Efficacy risk dominates. The mitochondrial-dysfunction hypothesis in bipolar disorder has correlative support but no successful drug - creatine, CoQ10, and NAC trials failed to produce labeled treatments [9], and PPAR agonists have not shown CNS efficacy in any human psychiatric study. Without a biomarker to enrich for patients whose depression actually involves mitochondrial pathology, a true effect in a 20% subset can disappear in a 30-patient unselected sample. Pharmacokinetic risk: limited blood-brain barrier penetration means even the right pharmacological hypothesis may fail at the exposure stage [11]. Safety risk is comparatively low because bezafibrate has a known profile from cardiovascular use: rare myopathy, transaminase elevation, and creatinine rise. The interaction worth flagging is with lithium - many bipolar patients are on lithium, which itself raises creatinine and affects renal handling; combining them needs careful monitoring. Long-term safety in mitochondrial disease populations has shown evidence of mitochondrial toxicity at therapeutic doses, which is worth tracking if any CNS program advances [10]. Execution risk is the real story: a trial that has been recruiting since 2015 with a 30-patient target is moving at a pace that suggests it may not complete on a useful timeline, or may finish with substantial missing data. Commercial risk is structural - bezafibrate is generic globally and not FDA-approved in the US. Even with a strong Phase 2 signal, no economic actor has clear incentive to fund a Phase 3 and pursue a 505(b)(2) pathway (a regulatory shortcut that lets a sponsor reference existing safety data to gain approval for a new indication) unless a repositioning company picks up the indication.
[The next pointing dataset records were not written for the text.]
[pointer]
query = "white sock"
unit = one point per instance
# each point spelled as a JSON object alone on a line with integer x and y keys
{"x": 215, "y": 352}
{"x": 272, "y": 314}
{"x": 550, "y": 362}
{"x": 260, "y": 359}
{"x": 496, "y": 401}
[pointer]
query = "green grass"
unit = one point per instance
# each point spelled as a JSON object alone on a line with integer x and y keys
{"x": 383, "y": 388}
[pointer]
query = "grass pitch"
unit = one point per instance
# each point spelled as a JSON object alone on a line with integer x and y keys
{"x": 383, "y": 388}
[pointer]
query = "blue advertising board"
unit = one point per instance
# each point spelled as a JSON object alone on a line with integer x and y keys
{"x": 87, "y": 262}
Noise, not signal - at this stage. The trial is too small, too slow, and too commercially orphaned to move on its own. The data point that would convert this to a signal: a published MADRS readout showing a clean separation from placebo, ideally with secondary biomarkers (lactate, NAA [N-acetylaspartate, a neuronal health marker visible on brain MRI spectroscopy], or peripheral mitochondrial function markers) supporting the mechanistic story. That would justify a properly powered Phase 2b and potentially attract a repositioning sponsor via a 505(b)(2) pathway (a regulatory shortcut that lets a sponsor reference existing safety data for a new indication). Check back when MGH publishes - if they publish - or if a development partner emerges. The more interesting bezafibrate stories right now are hepatology: the AP-HP Phase 3 in PBC (NCT06443606, ongoing) and the recent network meta-analysis ranking bezafibrate and seladelpar at the top of PPAR agonists as second-line options after ursodeoxycholic acid [8]. That's where the molecule's near-term value lives. Competitive context for bipolar depression matters too: lumateperone (Caplyta, approved 2021) and cariprazine (Vraylar, approved 2019) are the recent commercially-backed wins in this indication, and several Phase 2/3 programs in treatment-resistant bipolar depression (ketamine/esketamine derivatives, psilocybin assisted therapy, novel glutamate modulators) are advancing with biomarker-rich designs and real sponsors. For psychiatry watchers, the bigger metabolic-CNS bet to track is GLP-1 receptor agonists in depression and addiction trials, where the data signal is stronger and the commercial machinery is real. Bezafibrate-for-bipolar is a fascinating mechanistic experiment, not a developable asset on current trajectory.